La Suède fixe l’échéance de la neutralité à 2045
Précurseur en matière de taxation carbone dès les années 1990, la Suède fait partie des pays industrialisés les plus avancés en matière de transition bas-carbone. La neutralité carbone y rime avec croissance.
Dès 1991, la Suède a décidé d’engager une stratégie bas-carbone, notamment en mettant en œuvre par la suite une taxation du carbone. Ainsi, entre 1990 et 2011, le pays a réduit ses rejets carbonés de 16 %, recul qui a atteint près de 28 % en 2017, tout en enregistrant une croissance de 57 % de son PIB. Signataire de l’accord de Paris en 2015, la Suède a transcrit celui-ci dans une loi-cadre en 2017, avec application dès 2018, et l’objectif de neutralité carbone en 2045.
Un mix électrique nucléaire/hydraulique déjà largement décarboné.

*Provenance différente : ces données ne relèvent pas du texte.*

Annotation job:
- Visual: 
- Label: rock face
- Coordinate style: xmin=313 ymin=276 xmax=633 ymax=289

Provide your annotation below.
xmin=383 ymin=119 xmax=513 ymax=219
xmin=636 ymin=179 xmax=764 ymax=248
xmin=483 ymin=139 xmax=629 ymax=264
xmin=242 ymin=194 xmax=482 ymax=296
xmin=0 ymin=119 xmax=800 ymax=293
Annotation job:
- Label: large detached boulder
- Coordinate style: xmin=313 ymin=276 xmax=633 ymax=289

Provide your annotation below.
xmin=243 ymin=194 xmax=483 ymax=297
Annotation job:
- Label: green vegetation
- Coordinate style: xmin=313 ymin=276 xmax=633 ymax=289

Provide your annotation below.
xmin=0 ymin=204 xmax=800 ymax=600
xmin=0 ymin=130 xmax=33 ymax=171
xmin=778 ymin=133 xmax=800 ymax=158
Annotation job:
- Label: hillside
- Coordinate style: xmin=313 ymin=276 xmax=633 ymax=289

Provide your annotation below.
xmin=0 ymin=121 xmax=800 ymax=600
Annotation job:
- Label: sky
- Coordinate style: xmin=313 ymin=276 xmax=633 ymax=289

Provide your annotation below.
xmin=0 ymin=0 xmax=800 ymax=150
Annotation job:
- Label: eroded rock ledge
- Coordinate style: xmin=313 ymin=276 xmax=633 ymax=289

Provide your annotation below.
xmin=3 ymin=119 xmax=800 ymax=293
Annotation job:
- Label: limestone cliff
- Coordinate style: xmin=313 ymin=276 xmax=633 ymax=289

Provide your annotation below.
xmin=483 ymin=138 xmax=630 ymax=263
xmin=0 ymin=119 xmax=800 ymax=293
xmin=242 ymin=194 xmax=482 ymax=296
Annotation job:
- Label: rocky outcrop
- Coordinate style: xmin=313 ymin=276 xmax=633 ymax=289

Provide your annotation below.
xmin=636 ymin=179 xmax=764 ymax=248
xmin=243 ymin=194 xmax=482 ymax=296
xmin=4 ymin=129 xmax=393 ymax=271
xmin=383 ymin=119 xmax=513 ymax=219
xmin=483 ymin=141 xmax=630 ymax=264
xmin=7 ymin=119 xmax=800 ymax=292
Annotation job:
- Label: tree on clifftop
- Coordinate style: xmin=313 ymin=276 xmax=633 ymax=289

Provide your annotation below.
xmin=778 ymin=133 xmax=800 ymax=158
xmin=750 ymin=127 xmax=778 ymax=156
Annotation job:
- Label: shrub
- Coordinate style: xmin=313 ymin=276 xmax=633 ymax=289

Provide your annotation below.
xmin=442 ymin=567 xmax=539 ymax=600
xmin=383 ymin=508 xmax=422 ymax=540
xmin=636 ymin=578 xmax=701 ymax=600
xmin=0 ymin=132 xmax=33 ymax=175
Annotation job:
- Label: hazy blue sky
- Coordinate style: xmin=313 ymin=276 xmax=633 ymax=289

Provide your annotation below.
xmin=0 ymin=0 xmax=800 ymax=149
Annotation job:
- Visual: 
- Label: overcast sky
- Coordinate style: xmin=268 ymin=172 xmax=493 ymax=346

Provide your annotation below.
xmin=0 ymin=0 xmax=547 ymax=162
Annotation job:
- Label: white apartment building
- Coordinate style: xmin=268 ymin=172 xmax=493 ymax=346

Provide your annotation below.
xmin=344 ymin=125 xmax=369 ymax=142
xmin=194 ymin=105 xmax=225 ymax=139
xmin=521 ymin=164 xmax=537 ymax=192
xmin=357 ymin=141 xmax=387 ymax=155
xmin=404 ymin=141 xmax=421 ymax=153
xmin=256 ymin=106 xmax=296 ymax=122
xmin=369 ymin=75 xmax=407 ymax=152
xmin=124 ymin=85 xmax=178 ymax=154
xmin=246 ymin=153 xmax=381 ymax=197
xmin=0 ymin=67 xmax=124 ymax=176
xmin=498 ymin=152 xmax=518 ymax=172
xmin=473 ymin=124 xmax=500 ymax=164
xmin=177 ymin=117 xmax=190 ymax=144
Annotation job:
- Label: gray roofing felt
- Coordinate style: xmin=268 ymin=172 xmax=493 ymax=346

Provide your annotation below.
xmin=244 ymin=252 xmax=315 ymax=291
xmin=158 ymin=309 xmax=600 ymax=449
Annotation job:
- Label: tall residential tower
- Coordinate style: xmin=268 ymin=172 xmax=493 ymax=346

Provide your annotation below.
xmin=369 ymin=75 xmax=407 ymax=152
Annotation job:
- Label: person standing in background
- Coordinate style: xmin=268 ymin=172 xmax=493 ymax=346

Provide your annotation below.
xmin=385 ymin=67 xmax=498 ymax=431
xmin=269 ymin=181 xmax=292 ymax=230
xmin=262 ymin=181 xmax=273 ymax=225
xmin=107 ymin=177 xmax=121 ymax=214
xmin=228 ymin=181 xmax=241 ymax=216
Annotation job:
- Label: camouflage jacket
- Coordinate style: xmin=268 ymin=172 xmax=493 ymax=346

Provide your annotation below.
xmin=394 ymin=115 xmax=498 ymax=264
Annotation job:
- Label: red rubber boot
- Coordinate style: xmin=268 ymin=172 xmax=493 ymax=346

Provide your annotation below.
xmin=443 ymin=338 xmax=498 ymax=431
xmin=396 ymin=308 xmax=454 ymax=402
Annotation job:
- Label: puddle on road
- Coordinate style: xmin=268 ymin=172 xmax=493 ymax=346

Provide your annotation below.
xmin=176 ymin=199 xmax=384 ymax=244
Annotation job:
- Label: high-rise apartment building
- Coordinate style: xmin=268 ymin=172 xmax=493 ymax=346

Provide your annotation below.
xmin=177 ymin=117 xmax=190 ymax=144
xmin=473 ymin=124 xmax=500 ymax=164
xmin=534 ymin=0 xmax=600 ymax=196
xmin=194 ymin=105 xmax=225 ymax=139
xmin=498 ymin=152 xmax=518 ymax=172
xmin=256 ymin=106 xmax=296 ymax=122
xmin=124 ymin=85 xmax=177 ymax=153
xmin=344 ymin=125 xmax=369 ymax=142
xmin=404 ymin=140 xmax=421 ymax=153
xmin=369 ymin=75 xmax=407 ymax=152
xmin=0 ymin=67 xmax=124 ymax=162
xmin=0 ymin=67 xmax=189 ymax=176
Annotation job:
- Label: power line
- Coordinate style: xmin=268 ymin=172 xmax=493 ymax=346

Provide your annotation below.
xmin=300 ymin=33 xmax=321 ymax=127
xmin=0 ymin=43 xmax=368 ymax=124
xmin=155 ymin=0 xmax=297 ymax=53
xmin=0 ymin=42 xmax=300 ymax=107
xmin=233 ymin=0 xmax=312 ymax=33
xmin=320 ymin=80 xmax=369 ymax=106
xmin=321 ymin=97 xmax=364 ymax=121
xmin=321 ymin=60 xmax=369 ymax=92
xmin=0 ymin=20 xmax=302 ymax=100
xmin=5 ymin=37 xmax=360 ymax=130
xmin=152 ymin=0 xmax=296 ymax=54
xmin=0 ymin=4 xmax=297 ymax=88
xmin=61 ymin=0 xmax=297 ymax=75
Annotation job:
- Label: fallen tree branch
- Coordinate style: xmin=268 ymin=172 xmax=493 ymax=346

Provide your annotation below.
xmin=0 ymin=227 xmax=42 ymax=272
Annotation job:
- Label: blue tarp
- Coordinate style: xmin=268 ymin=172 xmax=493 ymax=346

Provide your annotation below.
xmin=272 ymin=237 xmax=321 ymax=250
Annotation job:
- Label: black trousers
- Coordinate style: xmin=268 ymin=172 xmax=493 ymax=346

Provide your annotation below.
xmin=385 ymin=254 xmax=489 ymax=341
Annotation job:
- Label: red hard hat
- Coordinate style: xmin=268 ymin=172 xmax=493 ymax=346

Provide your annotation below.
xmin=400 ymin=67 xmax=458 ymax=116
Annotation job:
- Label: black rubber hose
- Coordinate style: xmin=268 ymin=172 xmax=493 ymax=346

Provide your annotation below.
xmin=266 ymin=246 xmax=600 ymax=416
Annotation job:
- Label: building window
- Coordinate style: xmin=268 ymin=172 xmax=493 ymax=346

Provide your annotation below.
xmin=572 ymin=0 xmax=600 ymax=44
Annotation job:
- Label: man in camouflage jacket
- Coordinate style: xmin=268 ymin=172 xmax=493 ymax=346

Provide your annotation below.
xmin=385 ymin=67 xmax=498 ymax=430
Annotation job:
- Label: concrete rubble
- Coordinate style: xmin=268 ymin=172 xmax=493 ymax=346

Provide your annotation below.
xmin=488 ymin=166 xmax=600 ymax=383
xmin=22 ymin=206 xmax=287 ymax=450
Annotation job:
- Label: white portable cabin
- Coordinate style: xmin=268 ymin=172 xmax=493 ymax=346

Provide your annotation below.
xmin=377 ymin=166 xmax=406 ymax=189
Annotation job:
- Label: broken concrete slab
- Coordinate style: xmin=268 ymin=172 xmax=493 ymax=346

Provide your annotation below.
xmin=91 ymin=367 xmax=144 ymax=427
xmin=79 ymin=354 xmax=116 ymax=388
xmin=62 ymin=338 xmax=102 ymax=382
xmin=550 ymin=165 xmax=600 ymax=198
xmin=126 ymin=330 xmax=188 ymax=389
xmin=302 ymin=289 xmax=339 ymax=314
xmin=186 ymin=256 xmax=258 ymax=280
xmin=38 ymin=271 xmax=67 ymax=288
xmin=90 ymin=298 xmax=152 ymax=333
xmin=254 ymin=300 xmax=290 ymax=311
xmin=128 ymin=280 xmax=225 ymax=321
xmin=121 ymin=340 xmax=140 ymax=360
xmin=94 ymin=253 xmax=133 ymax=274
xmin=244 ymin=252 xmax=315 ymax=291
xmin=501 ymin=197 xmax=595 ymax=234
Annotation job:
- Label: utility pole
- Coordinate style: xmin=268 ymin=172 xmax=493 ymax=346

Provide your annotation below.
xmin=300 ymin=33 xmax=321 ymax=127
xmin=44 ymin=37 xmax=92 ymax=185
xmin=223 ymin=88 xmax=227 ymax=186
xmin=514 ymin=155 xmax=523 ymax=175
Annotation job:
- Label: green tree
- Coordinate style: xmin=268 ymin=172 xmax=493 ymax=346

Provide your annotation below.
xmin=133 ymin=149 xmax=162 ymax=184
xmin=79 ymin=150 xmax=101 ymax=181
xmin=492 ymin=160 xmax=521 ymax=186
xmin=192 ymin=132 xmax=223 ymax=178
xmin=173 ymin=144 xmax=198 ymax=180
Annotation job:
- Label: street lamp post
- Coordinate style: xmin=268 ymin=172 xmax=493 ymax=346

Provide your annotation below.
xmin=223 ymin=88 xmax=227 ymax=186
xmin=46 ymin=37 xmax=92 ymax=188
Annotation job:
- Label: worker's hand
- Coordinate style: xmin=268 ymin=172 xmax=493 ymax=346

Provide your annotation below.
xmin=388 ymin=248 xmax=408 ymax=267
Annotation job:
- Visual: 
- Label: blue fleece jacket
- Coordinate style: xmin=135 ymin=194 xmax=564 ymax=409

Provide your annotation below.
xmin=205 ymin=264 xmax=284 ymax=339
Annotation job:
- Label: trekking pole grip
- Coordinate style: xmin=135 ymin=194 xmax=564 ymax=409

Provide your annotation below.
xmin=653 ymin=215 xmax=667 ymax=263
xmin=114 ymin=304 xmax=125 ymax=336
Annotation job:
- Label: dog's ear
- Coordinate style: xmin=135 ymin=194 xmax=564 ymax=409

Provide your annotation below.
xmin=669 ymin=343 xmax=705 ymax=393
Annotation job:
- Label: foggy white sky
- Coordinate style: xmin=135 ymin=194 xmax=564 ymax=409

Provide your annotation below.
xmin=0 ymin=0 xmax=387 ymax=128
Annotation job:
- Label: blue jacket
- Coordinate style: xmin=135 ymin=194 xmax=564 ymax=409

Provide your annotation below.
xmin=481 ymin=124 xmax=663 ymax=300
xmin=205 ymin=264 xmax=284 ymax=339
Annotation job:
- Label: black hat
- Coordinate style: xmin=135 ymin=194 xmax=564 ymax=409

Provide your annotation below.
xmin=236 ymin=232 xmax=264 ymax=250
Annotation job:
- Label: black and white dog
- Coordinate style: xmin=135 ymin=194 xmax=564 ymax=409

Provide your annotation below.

Elle oblige le gouvernement à mener une politique en cohérence (notamment au niveau de son budget) avec les objectifs climatiques adoptés par le Parlement. Un Conseil du climat, constitué d’experts indépendants, est chargé du contrôle des actions. Cet objectif suppose une forte réduction des émissions domestiques (de 75 % par rapport à 1990) et une « compensation possible via du stockage forestier ou des réductions d’émissions à l’étranger ». Il est certes difficile à atteindre, mais favorisé par le faible recours aux énergies fossiles dans le bilan énergétique (40 %) grâce à l’électricité décarbonée et au chauffage largement fondé sur la cogénération à partir d’énergies renouvelables (ENR).
Un changement d’usage facilité par l’électricité
Les bonnes performances de la Suède en matière d’émissions de CO2 reposent sur la quasi-neutralité carbone de son électricité. Deux sources – hydraulique et nucléaire – se partagent 80 % de la production d’électricité. L’éolien pèse désormais pour un peu plus de 10 %, et la biomasse et les déchets font le complément. Fondateur du marché nordique de l’électricité, la Suède exporte du courant, notamment en Finlande. Grâce à cette électricité bas-carbone, le pays a pu engager un véritable transfert d’usages des fossiles vers ce vecteur. L’industrie, secteur le plus énergivore, a une demande constituée à quasiment 80 % d’électricité et d’ENR thermique (chauffage et process). Electricité et ENR comptent pour plus de 90 % de la demande tertiaire et pour 98 % de celle du résidentiel. Les taxes sur l’énergie et sur le carbone permettent des réductions de charges pour les entreprises, des actions d’économie d’énergie et subventionnent même l’éolien. Reste la question des transports (80 % de la demande en produits pétroliers du pays). L’objectif est de réduire la part des fossiles de 70 % d’ici à 2030. Là encore, le recours à l’électricité est favorisé, avec de bons résultats. Mais le gouvernement a aussi misé sur les biocarburants (22 % des carburants utilisés).
Une proximité avec la démarche française
Comme la France, le mix électrique suédois est largement décarboné. Côté nucléaire, la loi suédoise ne permet plus de construire de nouveaux réacteurs, mais elle autorise à prolonger ceux qui existent et leur remplacement quand leur temps est venu. Comme en France (objectif 50 % de nucléaire dans le mix électrique), cela signifie un maintien d’une capacité nucléaire dans la durée. Enfin, la loi française énergie-climat de 2019 entérine le Haut Conseil pour le climat chargé tous les ans d’un suivi de la stratégie, qui ressemble beaucoup au Conseil du climat suédois.